@property - take it behind the woodshed and shoot it?
luka8088
luka8088 at owave.net
Fri Jan 25 03:38:02 PST 2013
On 24.1.2013 23:04, Andrei Alexandrescu wrote:
> On 1/24/13 4:56 PM, Adam Wilson wrote:
>>> Simplicity is clearly good, but there's something to be said about
>>> those warts in chained calls. The UFCS-enabled idioms clearly bring a
>>> strong argument to the table, there's no ignoring it.
>>>
>>> Andrei
>>
>> Then @property needs to be fixed such that optional parens don't effect
>> it one way or the other. Removing the concept of properties and making
>> functions that look like properties through optional parens is a very
>> poor (and lazy) solution. As Mr. Ruppe pointed out, properties are DATA,
>> and functions do stuff. That statement alone is an excellent argument
>> for clearly delineating which is which... Properties are not functions.
>
> I'm not all that convinced, and it's easy to get wedged into a black vs
> white position that neglects many subtleties. Properties are DATA, well
> except when you need to pass fields by reference etc. at which point the
> syntactic glue comes unglued.
>
> There's been a lot of strong positions years ago about functions vs.
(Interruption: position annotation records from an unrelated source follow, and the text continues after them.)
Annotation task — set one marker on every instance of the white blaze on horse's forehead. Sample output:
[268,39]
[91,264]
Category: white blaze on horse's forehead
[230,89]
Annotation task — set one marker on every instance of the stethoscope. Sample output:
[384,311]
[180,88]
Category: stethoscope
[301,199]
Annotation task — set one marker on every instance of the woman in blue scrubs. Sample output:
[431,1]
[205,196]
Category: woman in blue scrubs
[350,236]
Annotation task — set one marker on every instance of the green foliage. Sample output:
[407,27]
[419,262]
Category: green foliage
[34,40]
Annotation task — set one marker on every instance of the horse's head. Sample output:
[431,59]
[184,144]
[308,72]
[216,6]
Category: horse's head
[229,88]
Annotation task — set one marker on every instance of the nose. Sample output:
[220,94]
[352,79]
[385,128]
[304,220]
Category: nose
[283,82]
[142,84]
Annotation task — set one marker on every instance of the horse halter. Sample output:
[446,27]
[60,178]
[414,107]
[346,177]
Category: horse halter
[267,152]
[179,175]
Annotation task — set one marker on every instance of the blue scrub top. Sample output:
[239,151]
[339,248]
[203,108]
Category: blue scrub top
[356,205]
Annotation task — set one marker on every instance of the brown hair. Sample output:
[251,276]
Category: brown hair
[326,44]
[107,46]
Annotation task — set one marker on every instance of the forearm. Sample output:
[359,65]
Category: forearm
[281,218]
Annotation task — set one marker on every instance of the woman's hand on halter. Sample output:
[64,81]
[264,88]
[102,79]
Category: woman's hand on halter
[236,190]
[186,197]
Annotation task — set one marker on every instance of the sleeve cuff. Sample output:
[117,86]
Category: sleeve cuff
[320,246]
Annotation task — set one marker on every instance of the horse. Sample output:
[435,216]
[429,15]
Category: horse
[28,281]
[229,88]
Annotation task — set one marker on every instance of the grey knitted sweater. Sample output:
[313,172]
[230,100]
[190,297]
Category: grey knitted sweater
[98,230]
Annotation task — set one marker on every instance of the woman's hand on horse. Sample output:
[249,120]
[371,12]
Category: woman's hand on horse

> procedures, statements vs. expressions, or even (the glorious 60s!)
> in-language I/O primitives vs. I/O as library facilities. Successful
> languages managed to obviate such dichotomies.
>
>
> Andrei
Maybe this will clarify what is meant by "properties are data":
// http://dpaste.dzfl.pl/822aab11
auto foo () {
return { return 0; };
}
@property auto bar () {
return { return 0; };
}
void main () {
auto localFoo = foo;
assert(!is(typeof(localFoo) == typeof(foo)));
auto localBar = bar;
assert(is(typeof(localBar) == typeof(bar)));
}
function:
auto localFoo = foo; // call foo and store the result
typeof(localFoo) // typeof(data returned by foo) - function pointer
typeof(foo) // typeof(function foo) - function
data:
auto localBar = bar; // get data represented by bar
typeof(localBar) // typeof(data represented by bar) - function pointer
typeof(bar) // typeof(data represented by bar) - function pointer
Data represented by bar can be some value, or a function call that
returns a value. As a user of that property I don't care. And I don't
want my code to break if that property changes from a function pointer
to a function that returns a function pointer. Hence typeof(foo) is a
function, and typeof(bar) is a type of that property (type that is
returned by a calling bar). I would like to emphasize that @property is
not a syntactic, but rather a semantic issue.